Shrawan@blogger: Speech Recognition using Neural Networks

Speech Recognition using Neural Networks

Shrawan Gaur, Uttam Singh

Department of Computer Science & Engineering,

Faculty of Engineering & Technology,Raja Balwant Singh College,

Bichpuri Campus,Agra (Uttar Pradesh) India.

ABSTRACT: Speech is a natural mode of communication for people. Today, most of the speech recognition process is based on the Hidden Markov Model that supports both acoustic^[1] and temporal modeling but it makes a number of suboptimal modeling assumptions that limit their potential effectiveness and Neural Network avoids these assumptions but it does not work effectively on temporal modeling so, we suggest new system NN-HMM hybrids, in which neural networks perform acoustic modeling, and HMMs perform temporal modeling.
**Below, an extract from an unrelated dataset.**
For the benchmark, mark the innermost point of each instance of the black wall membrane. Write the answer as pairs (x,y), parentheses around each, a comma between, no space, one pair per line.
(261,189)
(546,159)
Experiments and previous researches have confirmed that NN-HMM has proved advantageous over HMM and NN approach separately.

KEYWORDS: Speech recognition, neural networks, hidden Markov models, hybrid systems, backpropogation, global optimization.

1. INTRODUCTION : We learn all the relevant during early childhood, without instruction and we continue to rely on speech communication throughout our lives. It comes so naturally to us that we do not realize how complex phenomenon speech is. The human vocal tract and articulators are biological organs nonlinear properties, whose operation is not just under conscious control but also by factors ranging from gender to up bringing to emotional state^[2]. As a result vocalizations can vary widely in terms of their accent, pronunciation, articulation, roughness, pitch, volume and speed, moreover, during transmission, our irregular speech patterns be further distorted by background noise and echoes as well as electrical characteristics telephones or other electronic equipment .All these sources of variability in speech generation makes speech recognition even more complicated and hence making this problem, a very complex problem.

2. FUNDAMENTALS OF SPEECH RECOGNITION: Speech recognition is a multileveled pattern recognition task, in which acoustical signals are examined and structured into a hierarchy of subword, units words and sentences. Each level may provide additional temporal constraints which can compensate for errors at lower levels. This hierarchy of constraints can best be exploited by combining decisions probabilistically at all lower levels, and making discrete decisions only at the highest level. The elements of a standard speech recognition system are as follows:

1. Raw speech.

2. Signal analysis.

3. Speech frames.

4. Acoustic models.

5. Acoustic analysis and frame scores.

6. Time alignment.

7. Word sequence^[2].

2.2. HIDDEN MARKOV MODELS: The most flexible and successful approach to speech recognition so far has been Hidden Markov Models (HMMs).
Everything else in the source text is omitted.